Created by politics, culture, and consciousness, our possessive investment in whiteness can be altered by those same processes, but only if we face the hard facts openly and honestly and admit that whiteness is a matter of interests as well as attitudes, that it has more to with property than with pigment.
It’s often said that white people talking to white people is a necessary (though not sufficient) condition for dismantling racism in the United States. The Possessive Investment in Whiteness is an entry into this discussion. George Lipsitz identifies his own social location, making connections to his upbringing as white, Jewish, and middle class, while he delivers a critical understanding of how racism works through the exploration of the idea of whiteness. The principal move he makes in this book is to posit whiteness not only, or even primarily, as a set of attitudes, but instead also as a set of possessions: first, there is the literal possession of real estate (and other attendant) forms of material wealth that are distributed racially unequally in the United States.
The gap in real estate ownership and possession of equity can be traced pretty damningly to post-WW2 housing policies like redlining, where loans were given to people who lived in white neighborhoods, by law, at higher rates than people who lived in neighborhoods whose census data indicated that more people of color lived in them. For many white people of this generation (myself included), this means the money they used to make a down payment, often inherited of given from still living parents, was possessed by their parents, to some extent anyway, because they were white, and able to buy houses at a time when home ownership became much more widely available, and leverage that capital in the ensuing half-century. This is complicated (and I’m not doing a great job explaining it), but it’s probably the single biggest factor in the unequal distribution of wealth across race in the United States. Lipsitz’s opening chapters, like Ta Nehisi Coates’ “The Case for Reparations,” as well as the third episode of PBS’s Race: The Power of an Allusion (“The House We Live In”) each enumerate just how and why this went down.
And it went down in a way that lays bare how ignorant the commonplace “my family never owned slaves”/”I come from a family of poor immigrants who came here after the civil war is over” is in these discussions. Once you have read Coates, Lipsitz, or seen that PBS episode, if you continue to say “we never owned slaves” you are arguing in bad faith. It’s really as simple as that. And this is likely true even if you didn’t inherit anything material from your parents: Lipsitz goes on to argue that “whiteness” as a heritable possession takes on any number of other dimensions, mostly falling under the heading of housing, education and employment. His argument in these chapters seems to assume this more than prove it, but then, I’ve read and encountered statistics so compelling in so many other places that I’m okay with that.

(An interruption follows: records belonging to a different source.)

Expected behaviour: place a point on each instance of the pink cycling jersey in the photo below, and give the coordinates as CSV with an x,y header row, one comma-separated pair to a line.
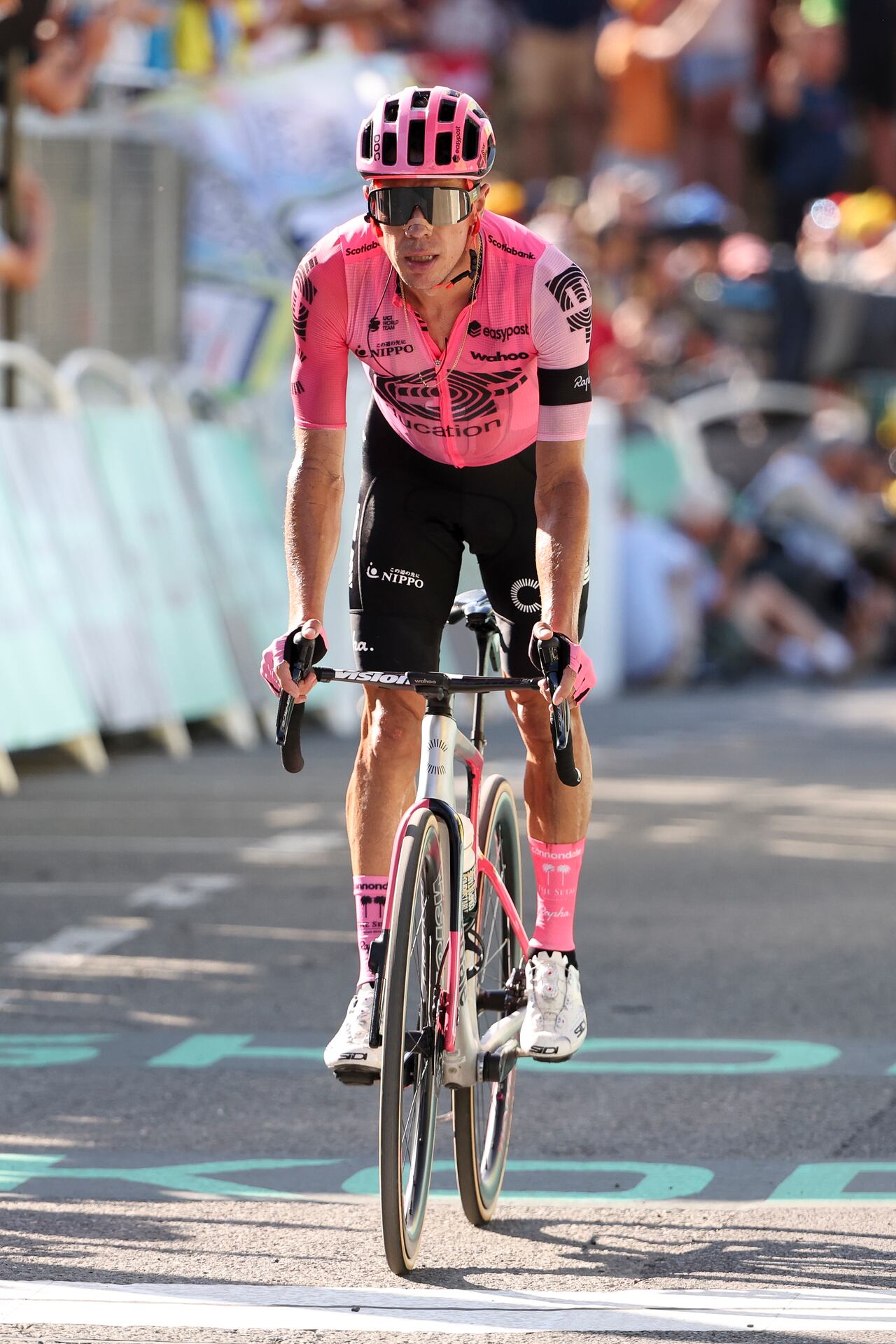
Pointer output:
x,y
516,365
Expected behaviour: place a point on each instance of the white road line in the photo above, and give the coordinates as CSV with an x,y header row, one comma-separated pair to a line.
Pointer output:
x,y
603,827
62,889
682,831
820,850
279,934
841,828
71,946
669,790
122,844
296,815
375,1310
181,890
295,847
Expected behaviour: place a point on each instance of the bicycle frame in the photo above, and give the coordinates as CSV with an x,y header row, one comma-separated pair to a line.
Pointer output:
x,y
442,745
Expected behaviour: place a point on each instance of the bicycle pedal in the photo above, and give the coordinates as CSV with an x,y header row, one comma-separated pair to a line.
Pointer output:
x,y
356,1077
498,1065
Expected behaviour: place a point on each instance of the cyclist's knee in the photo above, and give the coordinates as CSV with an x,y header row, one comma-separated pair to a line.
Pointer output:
x,y
532,717
391,723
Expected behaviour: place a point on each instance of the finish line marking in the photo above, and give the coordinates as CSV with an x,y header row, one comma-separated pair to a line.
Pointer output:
x,y
370,1310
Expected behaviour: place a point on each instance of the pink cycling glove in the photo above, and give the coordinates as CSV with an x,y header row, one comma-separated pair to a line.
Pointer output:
x,y
276,654
570,655
586,678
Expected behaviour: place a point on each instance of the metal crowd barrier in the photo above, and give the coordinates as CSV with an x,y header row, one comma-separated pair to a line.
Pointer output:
x,y
124,542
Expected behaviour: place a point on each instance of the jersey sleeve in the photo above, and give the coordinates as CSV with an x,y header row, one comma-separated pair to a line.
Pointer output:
x,y
320,321
562,334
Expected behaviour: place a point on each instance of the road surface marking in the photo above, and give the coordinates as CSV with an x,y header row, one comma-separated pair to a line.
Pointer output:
x,y
673,792
603,827
181,890
841,828
681,831
298,815
825,851
375,1310
62,889
279,934
71,946
295,847
124,844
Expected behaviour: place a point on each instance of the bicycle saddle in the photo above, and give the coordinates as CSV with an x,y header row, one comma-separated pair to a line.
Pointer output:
x,y
472,604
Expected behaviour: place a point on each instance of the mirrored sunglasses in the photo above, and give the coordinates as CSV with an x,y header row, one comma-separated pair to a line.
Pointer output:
x,y
440,204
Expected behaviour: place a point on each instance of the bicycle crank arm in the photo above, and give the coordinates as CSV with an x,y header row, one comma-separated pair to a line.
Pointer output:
x,y
496,1066
501,1031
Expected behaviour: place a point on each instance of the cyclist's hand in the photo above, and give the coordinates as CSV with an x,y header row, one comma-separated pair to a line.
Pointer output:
x,y
578,675
276,667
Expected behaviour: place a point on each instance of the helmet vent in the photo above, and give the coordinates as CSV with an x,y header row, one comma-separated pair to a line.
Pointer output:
x,y
470,139
415,141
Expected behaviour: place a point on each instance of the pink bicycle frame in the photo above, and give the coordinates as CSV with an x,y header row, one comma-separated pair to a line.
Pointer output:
x,y
441,741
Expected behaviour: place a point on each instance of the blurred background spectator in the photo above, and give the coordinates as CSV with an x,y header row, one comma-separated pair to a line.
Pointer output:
x,y
724,171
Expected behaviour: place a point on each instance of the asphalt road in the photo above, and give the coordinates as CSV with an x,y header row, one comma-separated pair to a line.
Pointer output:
x,y
176,946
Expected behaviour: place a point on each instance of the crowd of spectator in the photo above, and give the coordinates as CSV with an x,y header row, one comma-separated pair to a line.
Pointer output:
x,y
716,167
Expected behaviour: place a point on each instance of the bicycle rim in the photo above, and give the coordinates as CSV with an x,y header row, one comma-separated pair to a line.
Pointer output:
x,y
482,1114
409,1082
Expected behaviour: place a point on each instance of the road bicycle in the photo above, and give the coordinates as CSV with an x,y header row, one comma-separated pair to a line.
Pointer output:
x,y
449,993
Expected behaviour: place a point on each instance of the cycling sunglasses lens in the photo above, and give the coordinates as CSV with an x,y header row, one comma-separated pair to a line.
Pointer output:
x,y
440,204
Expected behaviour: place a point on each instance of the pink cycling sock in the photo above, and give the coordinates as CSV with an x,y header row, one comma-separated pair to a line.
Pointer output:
x,y
556,883
370,909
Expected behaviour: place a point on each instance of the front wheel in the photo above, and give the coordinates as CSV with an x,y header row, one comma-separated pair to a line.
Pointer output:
x,y
409,1081
482,1114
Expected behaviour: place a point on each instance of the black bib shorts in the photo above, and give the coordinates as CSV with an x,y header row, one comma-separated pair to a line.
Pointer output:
x,y
413,519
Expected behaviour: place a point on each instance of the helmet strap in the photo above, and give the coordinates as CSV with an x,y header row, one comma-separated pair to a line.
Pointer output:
x,y
472,273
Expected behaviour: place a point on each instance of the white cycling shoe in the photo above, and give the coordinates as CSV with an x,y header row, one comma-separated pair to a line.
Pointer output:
x,y
349,1054
555,1023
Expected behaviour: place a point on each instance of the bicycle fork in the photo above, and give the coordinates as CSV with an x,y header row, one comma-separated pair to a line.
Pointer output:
x,y
466,1059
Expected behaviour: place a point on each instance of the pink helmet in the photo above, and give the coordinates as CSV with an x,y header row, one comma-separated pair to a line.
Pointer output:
x,y
426,134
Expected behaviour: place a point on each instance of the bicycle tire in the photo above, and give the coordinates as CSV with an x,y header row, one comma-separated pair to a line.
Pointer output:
x,y
482,1114
412,1002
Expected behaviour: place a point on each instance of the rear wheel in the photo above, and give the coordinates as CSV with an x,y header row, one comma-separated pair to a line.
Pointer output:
x,y
482,1114
412,1049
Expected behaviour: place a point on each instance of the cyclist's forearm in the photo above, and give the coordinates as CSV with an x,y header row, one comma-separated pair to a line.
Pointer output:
x,y
314,517
562,547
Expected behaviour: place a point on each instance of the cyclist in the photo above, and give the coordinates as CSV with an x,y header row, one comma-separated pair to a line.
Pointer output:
x,y
475,336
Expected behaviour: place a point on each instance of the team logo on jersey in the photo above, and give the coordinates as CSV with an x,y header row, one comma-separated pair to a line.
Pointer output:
x,y
307,288
526,596
473,396
574,296
514,252
501,334
304,277
498,358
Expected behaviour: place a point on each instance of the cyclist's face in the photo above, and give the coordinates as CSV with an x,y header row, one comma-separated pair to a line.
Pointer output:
x,y
425,254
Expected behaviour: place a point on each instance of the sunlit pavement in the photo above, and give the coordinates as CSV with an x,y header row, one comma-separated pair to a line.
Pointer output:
x,y
178,948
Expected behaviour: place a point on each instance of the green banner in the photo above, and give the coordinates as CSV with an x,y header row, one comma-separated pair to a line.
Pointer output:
x,y
163,561
65,522
244,538
41,698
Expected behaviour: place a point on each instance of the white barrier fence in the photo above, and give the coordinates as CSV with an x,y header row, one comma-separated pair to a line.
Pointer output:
x,y
141,565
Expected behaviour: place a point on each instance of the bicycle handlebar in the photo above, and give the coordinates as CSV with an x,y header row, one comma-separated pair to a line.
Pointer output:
x,y
289,714
561,721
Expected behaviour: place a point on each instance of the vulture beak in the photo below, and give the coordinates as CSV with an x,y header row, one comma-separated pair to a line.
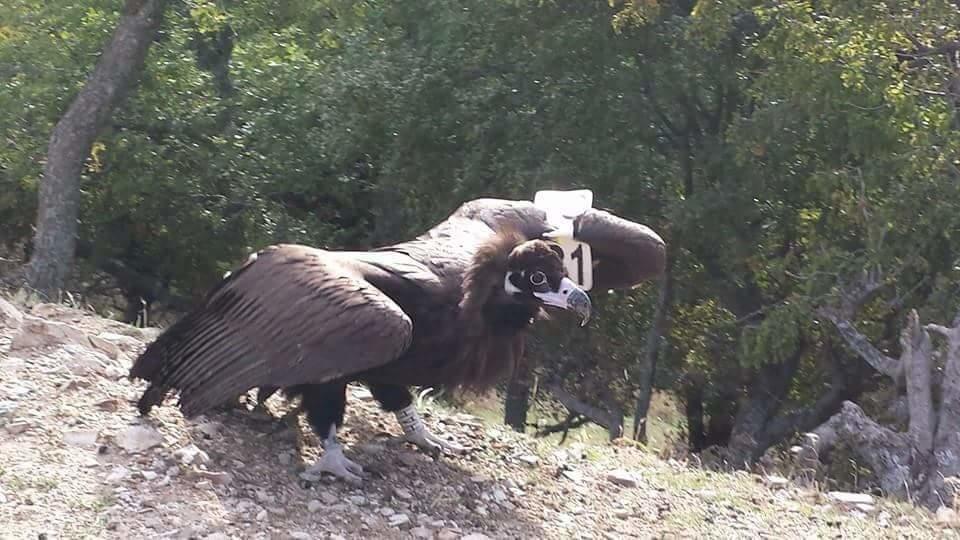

So overcoming racism will mean, for Lipsitz, taking action to break up the inequalities built into these inheritances, not only changing the attitudes of white people. There’s a dialectical interplay between possession and belief, as he sets it forth, that can be maddening to disentangle. One of the things I took most from this book is the ability to see that as a dialectic, which helps me understand why some of these discussions gets so tough so quickly.
Beyond this analysis in its opening chapters, the rest of Lipsitz’s book is more in the “cultural studies” vein, which I found helpful as an English teacher. He undertakes investigation of different forms of texts, texts created by white people and by people of color, to try to illustrate a method for deconstruction of this dialectic, and its replacement with something more explicitly oriented towards justice.
It’s a very abstract and academic book in some ways, but in others, very straightforward – here’s a longer passage from the second-to-last chapter that really set forth the project which white people (myself included) must take on:
We need to ask ourselves why whiteness works this way and what we are going to do about it. What enables the recipients of unearned privileges to present themselves as put-upon victims? If we were to apply the methodology that Charles Murray and Richard Herrnstein deploy in The Bell Curve to explain the behavior of black people, we might be tempted to ask questions about which genes account for white America’s predilection for plunder and seeming incapacity for complex thought. But we know better. The problem with white people is not our whiteness, but our possessive investment in it. Created by politics, culture, and consciousness, our possessive investment in whiteness can be altered by those same processes, but only if we face the hard facts openly and honestly and admit that whiteness is a matter of interests as well as attitudes, that it has more to with property than with pigment. Not all believers in white supremacy are white. All whites do not have to be white supremacists. But the possessive investment in whiteness is a matter of behavior as well as belief, it requires us to take action, not merely assert good intentions… In the years ahead we will have ample opportunities to see what white people are made of, to see whether we can transcend our attachments to the mechanisms that give whiteness its force and power. We need to learn why our history has been built so consistently on racial exclusion and why we continue to generate new mechanisms to increase the value of past and present discrimination. How can we account for the ways in which white people refuse to acknowledge the possessive investment in whiteness even while working to increase its value every day? We can’t blame the color of our skin. It must be the content of our character.